Tarif Parkir SOR Watubelah Dipersoalkan, Dispora: Pengelolaan Ada di KONI
SOROTAN. Karcis parkir SOR Watubelah mencantumkan tarif Rp4.000 untuk sepeda motor, Rp10.000 untuk mobil, Rp15.000 untuk mobil box, dan Rp25.000 untuk bus. Tarif tersebut menjadi sorotan, dinilai berbeda dengan ketentuan tarif parkir daerah. FOTO: ZEZEN Z--
RAKYATCIREBON.DISWAY.ID -Tarif parkir di kawasan Stadion Olahraga (SOR) Watubelah, Kabupaten Cirebon, menjadi sorotan. Pasalnya, tiket parkir yang beredar mencantumkan tarif berbeda dengan ketentuan yang berlaku di Kabupaten Cirebon.
Dalam tiket tersebut, pengunjung dikenakan Rp4.000 untuk sepeda motor. Tarif mobil Rp10.000, mobil box Rp15.000, dan bus mencapai Rp25.000.
Padahal, berdasarkan ketentuan tarif parkir daerah, tarif kendaraan roda dua sebesar Rp2.000. Sedangkan kendaraan roda empat dikenakan Rp5.000.
Anggota DPRD Kabupaten Cirebon dari Fraksi PKS, H Supriyadi, meminta persoalan tersebut segera diperjelas. Terutama terkait dasar penetapan tarif dan pihak yang menerbitkan tiket.
"Tiket itu yang mencetak juga kurang jelas dari mana. Intinya tidak sesuai dan terlalu tinggi untuk tarif parkirnya. Kasihan masyarakat yang berkunjung," ujar Supriyadi, Senin (7/9).
Menurutnya, fasilitas olahraga milik pemerintah daerah semestinya tidak membebani masyarakat dengan pungutan yang tidak jelas dasar hukumnya.

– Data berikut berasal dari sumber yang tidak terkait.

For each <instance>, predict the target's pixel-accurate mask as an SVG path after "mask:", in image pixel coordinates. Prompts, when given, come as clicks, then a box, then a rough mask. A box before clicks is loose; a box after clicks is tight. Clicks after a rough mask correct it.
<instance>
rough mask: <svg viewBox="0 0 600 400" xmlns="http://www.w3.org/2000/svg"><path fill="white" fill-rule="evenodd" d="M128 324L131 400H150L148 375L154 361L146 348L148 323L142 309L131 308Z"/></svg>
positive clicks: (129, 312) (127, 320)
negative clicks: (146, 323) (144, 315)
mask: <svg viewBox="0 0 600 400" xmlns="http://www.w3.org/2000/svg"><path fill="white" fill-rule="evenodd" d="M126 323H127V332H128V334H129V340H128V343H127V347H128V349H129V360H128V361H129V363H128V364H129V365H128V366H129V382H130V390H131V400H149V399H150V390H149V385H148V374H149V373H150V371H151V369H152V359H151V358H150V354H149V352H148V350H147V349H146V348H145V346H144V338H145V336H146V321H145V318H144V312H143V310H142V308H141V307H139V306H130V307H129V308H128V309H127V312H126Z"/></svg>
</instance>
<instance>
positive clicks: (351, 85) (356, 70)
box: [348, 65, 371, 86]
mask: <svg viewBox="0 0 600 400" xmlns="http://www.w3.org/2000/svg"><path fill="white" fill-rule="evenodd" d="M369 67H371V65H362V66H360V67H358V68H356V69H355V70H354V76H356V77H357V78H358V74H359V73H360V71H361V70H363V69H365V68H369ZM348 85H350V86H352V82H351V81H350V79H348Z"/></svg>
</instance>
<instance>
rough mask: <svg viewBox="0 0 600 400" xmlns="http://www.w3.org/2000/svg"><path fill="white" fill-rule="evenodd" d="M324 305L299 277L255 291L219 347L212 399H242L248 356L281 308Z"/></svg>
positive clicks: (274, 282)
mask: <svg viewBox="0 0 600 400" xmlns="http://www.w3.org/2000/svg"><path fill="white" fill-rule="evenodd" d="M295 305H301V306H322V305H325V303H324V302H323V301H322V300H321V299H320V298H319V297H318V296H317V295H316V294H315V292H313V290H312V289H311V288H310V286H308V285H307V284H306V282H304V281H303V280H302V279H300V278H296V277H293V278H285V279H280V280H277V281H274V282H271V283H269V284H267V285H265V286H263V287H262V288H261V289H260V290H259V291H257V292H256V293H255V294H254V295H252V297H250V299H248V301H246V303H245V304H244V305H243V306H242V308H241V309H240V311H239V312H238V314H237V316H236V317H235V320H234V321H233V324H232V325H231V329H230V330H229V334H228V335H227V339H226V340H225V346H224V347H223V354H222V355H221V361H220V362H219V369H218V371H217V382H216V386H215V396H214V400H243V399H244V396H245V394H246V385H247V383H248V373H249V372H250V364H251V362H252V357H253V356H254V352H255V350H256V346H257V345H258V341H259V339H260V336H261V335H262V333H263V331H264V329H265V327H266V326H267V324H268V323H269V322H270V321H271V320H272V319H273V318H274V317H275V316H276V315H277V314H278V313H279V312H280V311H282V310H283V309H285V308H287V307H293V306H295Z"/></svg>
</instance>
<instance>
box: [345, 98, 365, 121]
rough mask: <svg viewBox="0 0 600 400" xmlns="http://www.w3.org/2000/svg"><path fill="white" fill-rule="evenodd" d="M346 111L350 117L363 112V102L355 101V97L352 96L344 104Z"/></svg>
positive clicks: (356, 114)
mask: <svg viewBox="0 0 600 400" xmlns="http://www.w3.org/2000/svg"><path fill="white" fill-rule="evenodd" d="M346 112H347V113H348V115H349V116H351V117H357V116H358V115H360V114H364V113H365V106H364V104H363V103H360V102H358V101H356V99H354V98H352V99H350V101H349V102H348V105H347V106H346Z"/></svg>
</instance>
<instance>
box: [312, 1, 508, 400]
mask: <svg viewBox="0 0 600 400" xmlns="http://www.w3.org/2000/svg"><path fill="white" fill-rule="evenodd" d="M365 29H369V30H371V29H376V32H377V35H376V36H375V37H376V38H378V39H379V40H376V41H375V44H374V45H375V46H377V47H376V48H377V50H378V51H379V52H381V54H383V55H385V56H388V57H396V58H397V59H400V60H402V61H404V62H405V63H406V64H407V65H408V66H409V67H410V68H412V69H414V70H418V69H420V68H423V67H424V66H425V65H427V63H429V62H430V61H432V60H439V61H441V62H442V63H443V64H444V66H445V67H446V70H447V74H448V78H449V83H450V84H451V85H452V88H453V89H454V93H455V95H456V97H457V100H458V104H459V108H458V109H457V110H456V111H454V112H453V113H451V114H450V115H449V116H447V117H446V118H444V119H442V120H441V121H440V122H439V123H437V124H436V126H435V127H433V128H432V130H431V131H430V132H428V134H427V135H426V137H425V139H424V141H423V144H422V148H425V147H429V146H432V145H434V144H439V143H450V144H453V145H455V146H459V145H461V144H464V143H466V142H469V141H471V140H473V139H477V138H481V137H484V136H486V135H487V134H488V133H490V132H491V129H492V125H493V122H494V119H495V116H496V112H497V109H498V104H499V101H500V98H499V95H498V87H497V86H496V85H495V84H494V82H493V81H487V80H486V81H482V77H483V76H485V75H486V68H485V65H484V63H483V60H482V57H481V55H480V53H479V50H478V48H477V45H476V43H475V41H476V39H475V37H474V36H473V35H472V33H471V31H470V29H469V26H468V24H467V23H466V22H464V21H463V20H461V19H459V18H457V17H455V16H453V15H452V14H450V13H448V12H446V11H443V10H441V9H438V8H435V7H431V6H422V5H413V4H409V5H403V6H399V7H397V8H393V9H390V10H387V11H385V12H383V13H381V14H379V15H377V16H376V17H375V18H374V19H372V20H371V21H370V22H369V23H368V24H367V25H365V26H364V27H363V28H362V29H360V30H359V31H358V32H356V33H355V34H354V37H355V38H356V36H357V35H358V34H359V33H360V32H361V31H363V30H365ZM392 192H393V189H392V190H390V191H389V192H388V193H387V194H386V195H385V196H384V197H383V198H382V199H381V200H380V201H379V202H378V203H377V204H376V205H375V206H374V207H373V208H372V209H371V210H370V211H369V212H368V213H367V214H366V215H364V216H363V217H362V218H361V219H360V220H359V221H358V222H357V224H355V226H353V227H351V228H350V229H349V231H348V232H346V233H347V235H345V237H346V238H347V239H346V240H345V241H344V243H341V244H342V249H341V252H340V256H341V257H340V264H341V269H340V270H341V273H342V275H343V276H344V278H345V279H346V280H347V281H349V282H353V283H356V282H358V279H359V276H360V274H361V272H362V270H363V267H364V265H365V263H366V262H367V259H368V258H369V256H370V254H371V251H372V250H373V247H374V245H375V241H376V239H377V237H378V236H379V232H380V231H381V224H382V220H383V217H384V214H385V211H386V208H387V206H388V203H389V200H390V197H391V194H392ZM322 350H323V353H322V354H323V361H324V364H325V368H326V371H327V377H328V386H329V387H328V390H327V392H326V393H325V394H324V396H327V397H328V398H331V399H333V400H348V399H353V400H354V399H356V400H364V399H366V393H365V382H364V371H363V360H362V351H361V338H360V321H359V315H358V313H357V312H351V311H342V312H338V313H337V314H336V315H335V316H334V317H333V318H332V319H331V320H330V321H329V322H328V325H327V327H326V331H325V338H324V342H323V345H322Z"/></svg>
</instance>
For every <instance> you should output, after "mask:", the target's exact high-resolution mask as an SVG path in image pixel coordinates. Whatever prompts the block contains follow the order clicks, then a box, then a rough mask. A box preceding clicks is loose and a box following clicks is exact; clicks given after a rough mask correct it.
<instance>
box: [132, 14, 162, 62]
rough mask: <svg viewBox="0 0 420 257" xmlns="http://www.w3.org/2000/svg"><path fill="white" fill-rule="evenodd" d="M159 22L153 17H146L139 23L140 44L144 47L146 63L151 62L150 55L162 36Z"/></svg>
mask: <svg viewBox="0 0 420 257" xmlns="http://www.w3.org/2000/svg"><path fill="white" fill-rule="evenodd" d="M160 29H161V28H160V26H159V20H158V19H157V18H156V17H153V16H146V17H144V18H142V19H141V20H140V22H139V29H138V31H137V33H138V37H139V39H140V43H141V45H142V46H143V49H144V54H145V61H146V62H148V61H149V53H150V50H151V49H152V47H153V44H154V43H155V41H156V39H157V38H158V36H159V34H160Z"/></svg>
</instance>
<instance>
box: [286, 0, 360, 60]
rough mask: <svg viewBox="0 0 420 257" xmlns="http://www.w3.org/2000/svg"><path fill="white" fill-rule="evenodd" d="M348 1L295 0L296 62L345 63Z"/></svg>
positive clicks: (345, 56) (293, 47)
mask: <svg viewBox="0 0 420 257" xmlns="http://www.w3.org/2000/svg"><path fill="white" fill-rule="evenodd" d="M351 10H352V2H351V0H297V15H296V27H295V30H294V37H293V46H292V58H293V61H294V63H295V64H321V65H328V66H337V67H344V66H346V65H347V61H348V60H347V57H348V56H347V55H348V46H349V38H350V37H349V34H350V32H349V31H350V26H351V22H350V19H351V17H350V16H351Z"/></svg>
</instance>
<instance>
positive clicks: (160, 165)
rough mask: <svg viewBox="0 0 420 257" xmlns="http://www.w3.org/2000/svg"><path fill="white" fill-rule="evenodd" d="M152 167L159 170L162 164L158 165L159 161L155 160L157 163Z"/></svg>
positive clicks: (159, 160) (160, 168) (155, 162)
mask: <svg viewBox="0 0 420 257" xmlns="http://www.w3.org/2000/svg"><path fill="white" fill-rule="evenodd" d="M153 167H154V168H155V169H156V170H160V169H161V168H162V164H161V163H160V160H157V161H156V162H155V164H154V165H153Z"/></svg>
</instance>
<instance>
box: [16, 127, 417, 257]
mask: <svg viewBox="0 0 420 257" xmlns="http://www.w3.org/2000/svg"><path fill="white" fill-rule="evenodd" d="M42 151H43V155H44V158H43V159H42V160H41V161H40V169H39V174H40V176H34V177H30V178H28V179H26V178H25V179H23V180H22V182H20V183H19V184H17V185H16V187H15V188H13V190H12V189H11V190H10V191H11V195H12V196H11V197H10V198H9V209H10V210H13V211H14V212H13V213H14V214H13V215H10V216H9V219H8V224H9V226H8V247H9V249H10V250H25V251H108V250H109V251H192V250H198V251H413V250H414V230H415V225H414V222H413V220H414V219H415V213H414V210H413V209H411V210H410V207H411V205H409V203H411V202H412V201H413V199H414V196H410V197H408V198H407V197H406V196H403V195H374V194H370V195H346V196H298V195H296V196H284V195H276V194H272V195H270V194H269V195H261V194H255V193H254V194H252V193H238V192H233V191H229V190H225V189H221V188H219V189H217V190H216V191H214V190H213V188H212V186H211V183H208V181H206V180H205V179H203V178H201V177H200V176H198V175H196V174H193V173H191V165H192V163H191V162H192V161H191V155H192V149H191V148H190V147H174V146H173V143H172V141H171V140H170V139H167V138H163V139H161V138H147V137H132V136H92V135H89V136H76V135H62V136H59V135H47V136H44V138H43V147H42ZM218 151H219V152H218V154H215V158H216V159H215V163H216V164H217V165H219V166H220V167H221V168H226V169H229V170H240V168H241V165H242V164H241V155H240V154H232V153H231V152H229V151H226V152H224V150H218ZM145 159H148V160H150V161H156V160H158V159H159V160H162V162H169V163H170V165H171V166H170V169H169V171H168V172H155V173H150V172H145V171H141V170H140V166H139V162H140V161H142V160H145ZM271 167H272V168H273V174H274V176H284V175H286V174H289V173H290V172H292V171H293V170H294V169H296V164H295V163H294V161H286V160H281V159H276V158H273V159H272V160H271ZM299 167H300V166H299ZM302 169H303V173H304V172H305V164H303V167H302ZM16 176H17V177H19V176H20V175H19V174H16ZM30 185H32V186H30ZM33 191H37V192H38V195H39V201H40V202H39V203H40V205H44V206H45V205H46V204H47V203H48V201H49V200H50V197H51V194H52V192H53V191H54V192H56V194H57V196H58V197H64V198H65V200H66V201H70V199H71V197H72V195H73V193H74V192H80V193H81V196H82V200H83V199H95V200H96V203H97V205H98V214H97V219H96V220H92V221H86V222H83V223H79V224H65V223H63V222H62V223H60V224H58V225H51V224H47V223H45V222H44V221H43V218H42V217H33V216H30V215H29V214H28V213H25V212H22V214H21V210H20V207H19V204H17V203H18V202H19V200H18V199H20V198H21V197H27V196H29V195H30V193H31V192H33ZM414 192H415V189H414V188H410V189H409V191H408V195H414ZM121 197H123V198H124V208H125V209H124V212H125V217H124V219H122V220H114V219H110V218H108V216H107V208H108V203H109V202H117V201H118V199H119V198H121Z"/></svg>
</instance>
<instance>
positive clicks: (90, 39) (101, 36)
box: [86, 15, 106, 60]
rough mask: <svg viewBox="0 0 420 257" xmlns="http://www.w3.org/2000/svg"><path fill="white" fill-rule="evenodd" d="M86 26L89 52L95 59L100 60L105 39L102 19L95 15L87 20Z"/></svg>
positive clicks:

Ia meminta tarif parkir di kawasan tersebut dikembalikan pada ketentuan yang berlaku.
"Harusnya tiket parkir disesuaikan dengan Perda dan tidak memberatkan masyarakat. Pengelolaannya juga harus sesuai dengan tupoksi," tegasnya.
Supriyadi juga mempertanyakan legalitas tiket yang beredar. Terlebih, Dinas Perhubungan (Dishub) Kabupaten Cirebon sebelumnya menyatakan tidak mengelola parkir di kawasan Stadion Watubelah.
"Kayaknya bukan tiket parkir dari pemerintah. Harusnya terkait pengelolaan parkir disesuaikan dengan tupoksi dinasnya, yakni Dishub," katanya.
Kepala Dispora Kabupaten Cirebon, Jois Putra, memberikan penjelasan berbeda terkait pengelolaan kawasan tersebut. Menurut Jois, aset Stadion Watubelah memang tercatat sebagai aset pemerintah daerah melalui Dispora.
Namun, pengelolaan sejumlah fasilitas di dalamnya telah dikerjasamakan dengan KONI. Kerja sama tersebut mencakup pengelolaan lapangan dan lahan parkir.
"Jadi, itu kerja sama pengelolaannya. Ada beberapa lahan parkir sama lapangan bola. Nah, itu dikelola sama KONI," jelas Jois.
Ia menegaskan, Dispora tidak menentukan nilai pengelolaan tersebut secara sepihak.